On March 20, the AU met in Mauritania in an effort to stop the fighting. “Our desire,” read a joint AU statement “is that Libya’s unity and territorial integrity be respected as well as the rejection of any kind of foreign intervention.” The AU was acutely aware that Africa’s delicate post-colonial borders have enormous potential for creating instability, and that Libya might end up being a falling domino.
“Whatever the motivation of the principal NATO belligerents [in ousting Gaddafi], the law of unintended consequences is exacting a heavy toll on Mali today,” former UN regional envoy Robert Fowler told the Guardian, “and will continue to do so throughout the Sahel as the vast store of Libyan weapons spreads across this, one of the most unstable regions of the world.”
A decade of growing U.S. military involvement on the continent has not only failed to curb instability and the growth of so-called “terrorist” groups; the United States’ actions in Somalia and Libya have directly fed the formation of such organizations. And “training” foreign militaries has hardly stabilized things. Indeed, Amadou Sanogo, the Malian army captain who overthrew the civilian government in the wake of the Tuareg offensive, was trained by the U.S. military. Sanogo attended the Defense Language Institute in 2005 and 2007, a U.S. Army intelligence program in 2008, and an officer-training course in 2010.
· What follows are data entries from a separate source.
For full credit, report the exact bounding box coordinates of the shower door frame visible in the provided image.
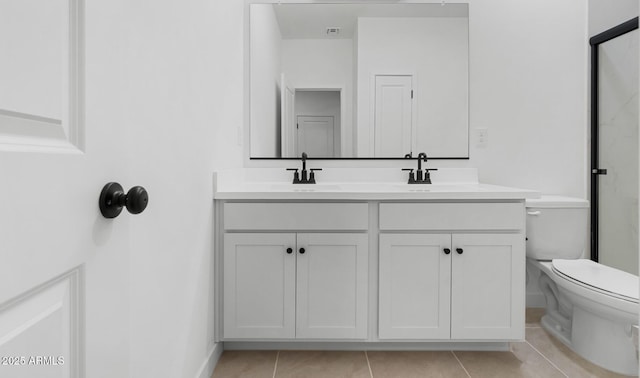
[589,17,638,262]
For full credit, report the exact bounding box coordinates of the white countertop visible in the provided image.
[214,169,540,201]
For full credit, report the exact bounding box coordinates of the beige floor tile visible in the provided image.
[211,350,278,378]
[367,351,468,378]
[525,307,544,327]
[454,342,566,378]
[276,351,371,378]
[526,328,624,378]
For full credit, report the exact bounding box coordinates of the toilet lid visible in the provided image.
[552,259,640,302]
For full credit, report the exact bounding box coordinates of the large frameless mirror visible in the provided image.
[246,2,469,159]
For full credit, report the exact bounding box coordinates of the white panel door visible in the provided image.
[374,75,413,157]
[0,0,134,378]
[223,234,296,339]
[296,233,369,339]
[451,234,525,340]
[297,116,335,157]
[378,234,451,339]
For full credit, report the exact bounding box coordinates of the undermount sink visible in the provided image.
[271,184,341,192]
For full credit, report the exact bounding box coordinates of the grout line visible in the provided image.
[273,351,280,378]
[451,351,471,378]
[525,340,569,378]
[364,350,373,378]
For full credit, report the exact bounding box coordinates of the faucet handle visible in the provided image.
[309,168,322,184]
[287,168,300,184]
[402,168,416,184]
[424,168,438,184]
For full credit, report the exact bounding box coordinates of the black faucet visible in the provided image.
[287,152,322,184]
[403,152,438,184]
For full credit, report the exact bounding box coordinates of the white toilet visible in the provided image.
[527,196,639,375]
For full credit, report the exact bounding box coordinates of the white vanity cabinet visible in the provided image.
[223,203,369,340]
[378,202,525,340]
[216,199,525,348]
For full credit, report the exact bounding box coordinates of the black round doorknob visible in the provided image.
[98,182,149,218]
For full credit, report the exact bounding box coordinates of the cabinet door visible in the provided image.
[378,234,451,339]
[451,234,525,340]
[224,234,296,339]
[296,233,369,339]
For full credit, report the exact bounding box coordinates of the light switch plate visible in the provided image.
[475,128,489,147]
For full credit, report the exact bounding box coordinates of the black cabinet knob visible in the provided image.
[98,182,149,218]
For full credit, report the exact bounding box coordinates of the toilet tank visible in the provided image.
[526,196,589,260]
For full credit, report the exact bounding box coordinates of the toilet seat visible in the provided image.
[552,259,639,304]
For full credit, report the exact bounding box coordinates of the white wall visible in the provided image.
[589,0,638,37]
[231,0,588,198]
[357,17,469,157]
[117,0,222,378]
[0,0,62,120]
[280,39,354,156]
[250,4,282,157]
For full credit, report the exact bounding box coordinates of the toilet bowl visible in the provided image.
[527,196,639,375]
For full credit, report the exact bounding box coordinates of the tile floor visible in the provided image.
[212,309,636,378]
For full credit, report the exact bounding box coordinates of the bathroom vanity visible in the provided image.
[214,170,537,348]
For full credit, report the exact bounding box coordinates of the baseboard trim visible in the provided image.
[527,292,547,307]
[196,343,224,378]
[224,341,509,352]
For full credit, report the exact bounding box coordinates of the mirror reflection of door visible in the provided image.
[373,75,413,157]
[597,29,639,274]
[283,88,341,157]
[296,116,334,157]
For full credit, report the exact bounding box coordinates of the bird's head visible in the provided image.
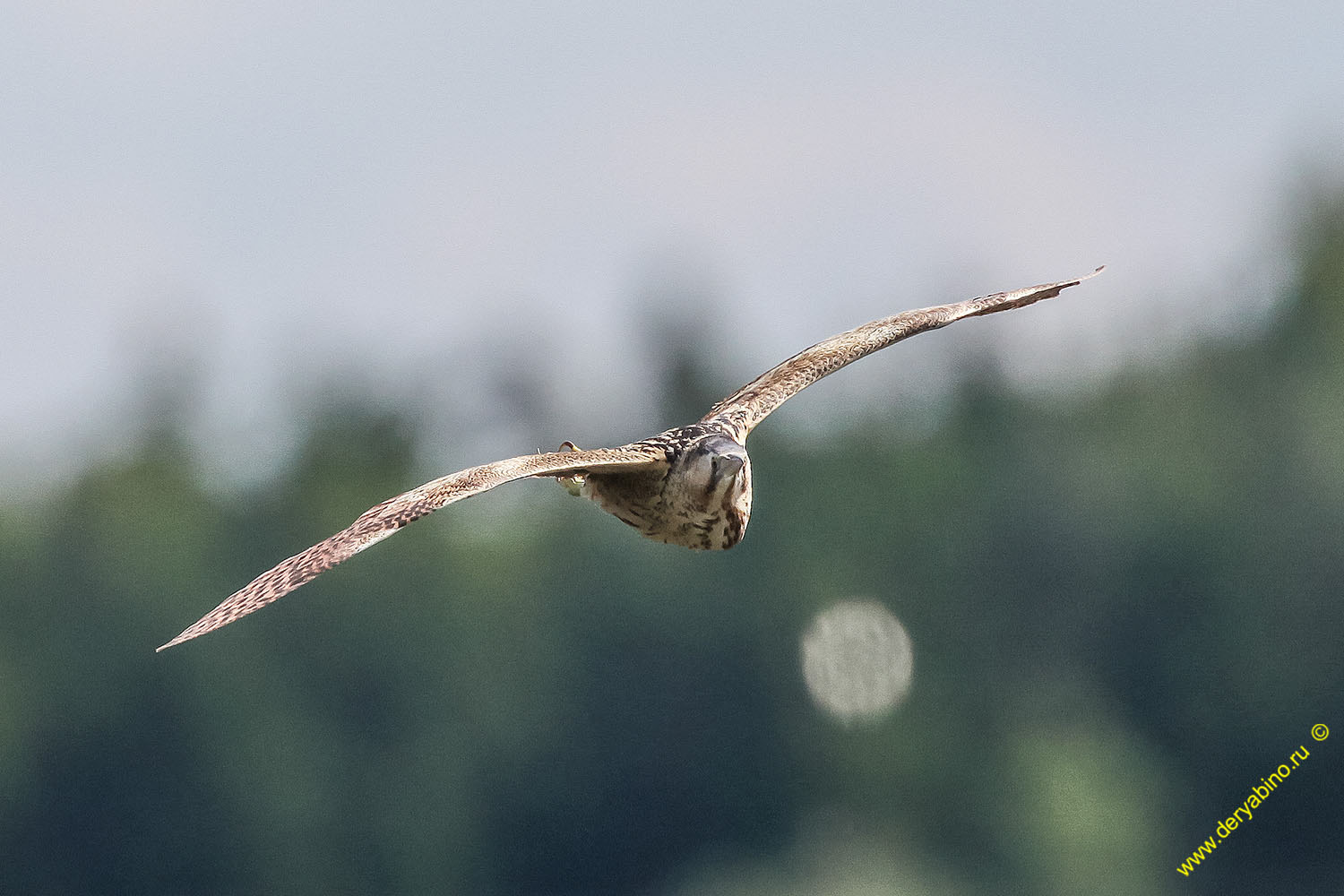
[680,434,752,498]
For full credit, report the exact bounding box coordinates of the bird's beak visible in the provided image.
[714,454,747,479]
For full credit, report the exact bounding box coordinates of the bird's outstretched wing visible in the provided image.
[159,444,667,650]
[701,266,1105,442]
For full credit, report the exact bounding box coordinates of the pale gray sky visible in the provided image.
[0,0,1344,487]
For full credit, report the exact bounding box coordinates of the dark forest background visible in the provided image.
[0,194,1344,895]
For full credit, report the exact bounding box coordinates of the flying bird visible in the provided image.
[159,267,1102,650]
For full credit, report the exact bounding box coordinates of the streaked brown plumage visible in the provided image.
[159,267,1102,650]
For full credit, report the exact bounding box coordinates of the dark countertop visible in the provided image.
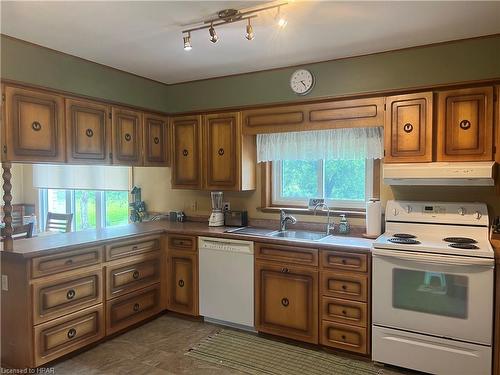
[0,221,373,258]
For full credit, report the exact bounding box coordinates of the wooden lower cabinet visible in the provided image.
[33,304,104,366]
[167,249,199,316]
[255,262,318,344]
[106,284,161,335]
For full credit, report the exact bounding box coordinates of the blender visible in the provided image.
[208,191,224,227]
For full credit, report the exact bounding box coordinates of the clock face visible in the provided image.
[290,69,314,95]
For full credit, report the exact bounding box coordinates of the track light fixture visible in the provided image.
[208,24,219,43]
[184,33,193,51]
[245,18,255,40]
[182,2,288,51]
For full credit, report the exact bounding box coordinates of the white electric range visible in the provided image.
[372,201,494,375]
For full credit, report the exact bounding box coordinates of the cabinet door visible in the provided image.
[167,250,198,316]
[384,92,432,163]
[437,87,494,161]
[5,86,65,162]
[65,99,111,164]
[113,107,142,165]
[172,116,202,189]
[203,113,241,190]
[255,262,318,344]
[144,113,170,167]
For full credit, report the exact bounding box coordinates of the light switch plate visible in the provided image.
[2,275,9,291]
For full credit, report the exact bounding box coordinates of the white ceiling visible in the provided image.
[1,1,500,83]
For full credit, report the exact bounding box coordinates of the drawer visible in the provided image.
[106,284,161,335]
[321,250,368,272]
[320,271,368,302]
[168,235,197,251]
[255,243,318,266]
[106,236,161,261]
[321,297,368,327]
[31,246,103,278]
[106,251,161,299]
[33,304,104,366]
[33,266,103,324]
[320,320,368,354]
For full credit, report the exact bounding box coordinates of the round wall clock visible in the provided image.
[290,69,314,95]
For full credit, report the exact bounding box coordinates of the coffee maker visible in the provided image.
[208,191,224,227]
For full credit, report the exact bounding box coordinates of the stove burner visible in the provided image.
[392,233,417,238]
[387,237,420,245]
[443,237,477,245]
[448,241,479,250]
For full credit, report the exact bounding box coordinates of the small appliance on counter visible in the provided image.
[224,211,248,227]
[129,186,146,223]
[208,191,224,227]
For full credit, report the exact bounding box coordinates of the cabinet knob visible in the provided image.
[460,120,471,130]
[31,121,42,132]
[66,289,76,299]
[403,122,413,133]
[68,328,76,339]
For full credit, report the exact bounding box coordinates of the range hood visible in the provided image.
[383,161,497,186]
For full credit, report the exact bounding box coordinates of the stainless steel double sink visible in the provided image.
[226,227,328,241]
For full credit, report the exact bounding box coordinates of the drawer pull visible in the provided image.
[66,289,76,299]
[68,328,76,339]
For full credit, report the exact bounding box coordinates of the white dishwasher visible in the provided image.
[198,237,255,331]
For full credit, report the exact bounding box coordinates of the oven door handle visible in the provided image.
[372,249,494,268]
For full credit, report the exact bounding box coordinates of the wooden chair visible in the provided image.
[2,223,33,240]
[45,212,73,233]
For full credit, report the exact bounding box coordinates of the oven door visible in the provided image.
[372,249,494,345]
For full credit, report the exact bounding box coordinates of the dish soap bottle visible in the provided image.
[339,214,351,234]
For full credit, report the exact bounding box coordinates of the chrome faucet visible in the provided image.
[314,203,335,236]
[280,210,297,232]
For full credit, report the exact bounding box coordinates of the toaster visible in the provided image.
[224,211,248,227]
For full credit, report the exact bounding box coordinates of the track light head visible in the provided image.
[208,25,219,43]
[245,18,255,40]
[184,33,193,51]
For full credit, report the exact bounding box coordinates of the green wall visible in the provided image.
[169,35,500,112]
[0,35,500,113]
[0,35,171,112]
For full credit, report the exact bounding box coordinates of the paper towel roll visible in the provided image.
[366,199,382,237]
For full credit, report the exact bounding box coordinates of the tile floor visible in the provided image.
[48,315,412,375]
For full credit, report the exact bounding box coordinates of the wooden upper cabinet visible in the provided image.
[436,87,494,161]
[242,98,384,135]
[112,107,142,165]
[65,99,111,164]
[5,86,65,162]
[171,116,202,189]
[384,92,432,163]
[144,113,170,167]
[203,113,241,190]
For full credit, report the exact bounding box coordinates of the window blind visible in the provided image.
[257,127,384,163]
[33,164,130,190]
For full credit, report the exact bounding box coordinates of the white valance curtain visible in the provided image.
[33,164,130,190]
[257,127,384,163]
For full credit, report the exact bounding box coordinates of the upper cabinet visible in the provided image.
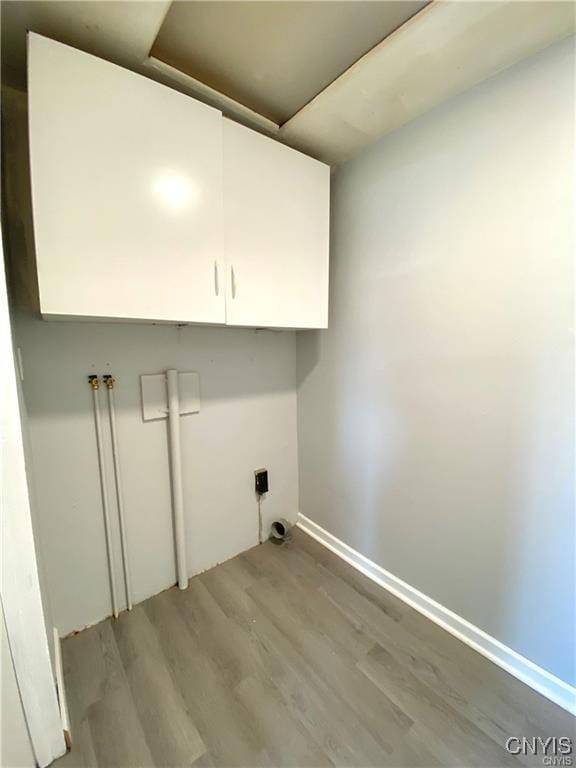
[28,34,226,323]
[28,34,329,328]
[224,120,330,328]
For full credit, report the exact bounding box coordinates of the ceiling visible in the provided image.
[151,0,426,124]
[1,0,576,165]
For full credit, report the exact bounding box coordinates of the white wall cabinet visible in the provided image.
[28,34,225,323]
[223,120,330,328]
[28,34,330,328]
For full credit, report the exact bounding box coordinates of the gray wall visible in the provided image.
[297,41,575,682]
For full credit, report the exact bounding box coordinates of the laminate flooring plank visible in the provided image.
[242,552,412,754]
[204,558,402,766]
[60,530,575,768]
[236,677,333,768]
[145,589,273,767]
[358,646,519,768]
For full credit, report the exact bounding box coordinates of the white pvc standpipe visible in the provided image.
[91,381,118,619]
[106,378,132,611]
[166,368,188,589]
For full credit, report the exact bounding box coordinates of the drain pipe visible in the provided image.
[88,375,118,619]
[103,374,132,611]
[166,368,188,589]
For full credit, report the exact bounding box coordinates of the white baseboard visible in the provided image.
[297,514,576,715]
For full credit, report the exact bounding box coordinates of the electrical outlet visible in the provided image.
[254,469,268,496]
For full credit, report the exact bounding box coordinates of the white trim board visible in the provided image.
[297,514,576,715]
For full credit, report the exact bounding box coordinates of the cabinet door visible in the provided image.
[224,120,330,328]
[28,34,225,323]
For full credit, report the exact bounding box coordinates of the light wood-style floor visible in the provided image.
[55,531,573,768]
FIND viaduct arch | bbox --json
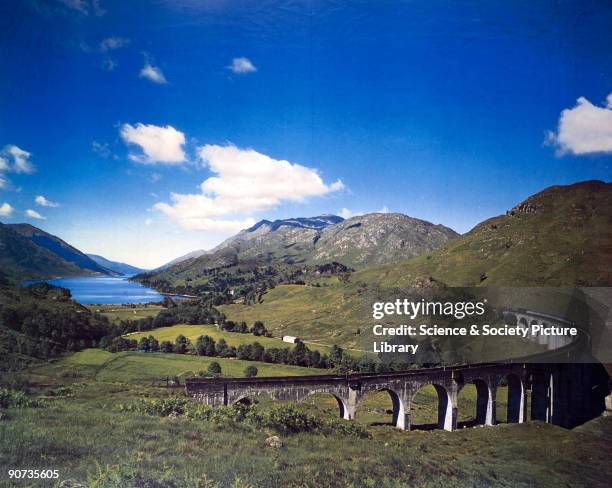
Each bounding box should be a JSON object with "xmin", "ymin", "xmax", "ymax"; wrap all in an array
[{"xmin": 186, "ymin": 310, "xmax": 610, "ymax": 431}]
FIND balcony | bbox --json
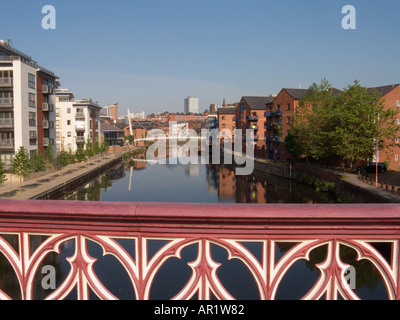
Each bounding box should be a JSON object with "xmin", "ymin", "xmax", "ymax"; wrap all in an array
[
  {"xmin": 0, "ymin": 118, "xmax": 14, "ymax": 128},
  {"xmin": 42, "ymin": 85, "xmax": 53, "ymax": 94},
  {"xmin": 76, "ymin": 136, "xmax": 85, "ymax": 143},
  {"xmin": 75, "ymin": 125, "xmax": 86, "ymax": 132},
  {"xmin": 75, "ymin": 112, "xmax": 85, "ymax": 119},
  {"xmin": 246, "ymin": 115, "xmax": 258, "ymax": 121},
  {"xmin": 264, "ymin": 109, "xmax": 282, "ymax": 118},
  {"xmin": 0, "ymin": 98, "xmax": 14, "ymax": 108},
  {"xmin": 266, "ymin": 136, "xmax": 282, "ymax": 142},
  {"xmin": 0, "ymin": 200, "xmax": 400, "ymax": 300},
  {"xmin": 0, "ymin": 78, "xmax": 13, "ymax": 87},
  {"xmin": 246, "ymin": 125, "xmax": 260, "ymax": 131}
]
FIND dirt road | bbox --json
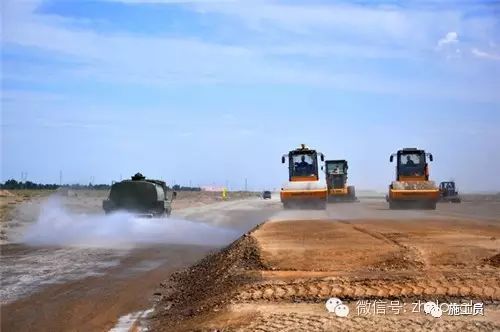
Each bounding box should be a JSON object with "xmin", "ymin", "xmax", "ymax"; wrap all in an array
[
  {"xmin": 0, "ymin": 192, "xmax": 274, "ymax": 331},
  {"xmin": 0, "ymin": 192, "xmax": 500, "ymax": 331},
  {"xmin": 151, "ymin": 200, "xmax": 500, "ymax": 331}
]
“Terrorism” in Africa is fueled by local conditions, not by an international jihadist agenda. Boko Haram in Nigeria reflects the tension between the country’s largely poverty-stricken Islamic north and its more prosperous Christian south. Similar fault lines run through Niger, Ivory Coast, and Cameroon. Terrorism in Algeria and Morocco mirrors economies that are unable to provide jobs for a huge swath of their populations, coupled with authoritarian political structures that stifle any attempt to do something about it. Somalia was first a pawn in the Cold War, and then the very definition of chaos. When an Islamist government began taming that chaos, the United States overthrew it, unleashing al-Shabab.
Hundreds of millions of dollars in aid is being directed at fighting terrorism on the continent, and the U.S. military is training the armed forces of dozens of African nations. A Malian army captain used that aid and training to pull off a coup that now threatens to turn into a regional war.
Will Morocco use U.S. aid to fight terrorism or instead tighten its grip over the mineral-rich Western Sahara and re-ignite its war with the Polisario Front? Will Niger fight “terrorists” or crush Tuareg resistance to French uranium mining in the Sahara? Will Algeria go after the AQIM or its own outlawed Islamist organizations? Will aid to fight terrorism in Nigeria be diverted to smash resistance by local people to oil production in the Niger Delta?
Bayonets won’t defeat the source of terrorism and instability in Africa. Indeed, military solutions tend to act as recruiting sergeants for groups like AQIM. Africa doesn’t need more weapons—it needs aid, development, and programs that lift a significant section of the continent’s population out of poverty.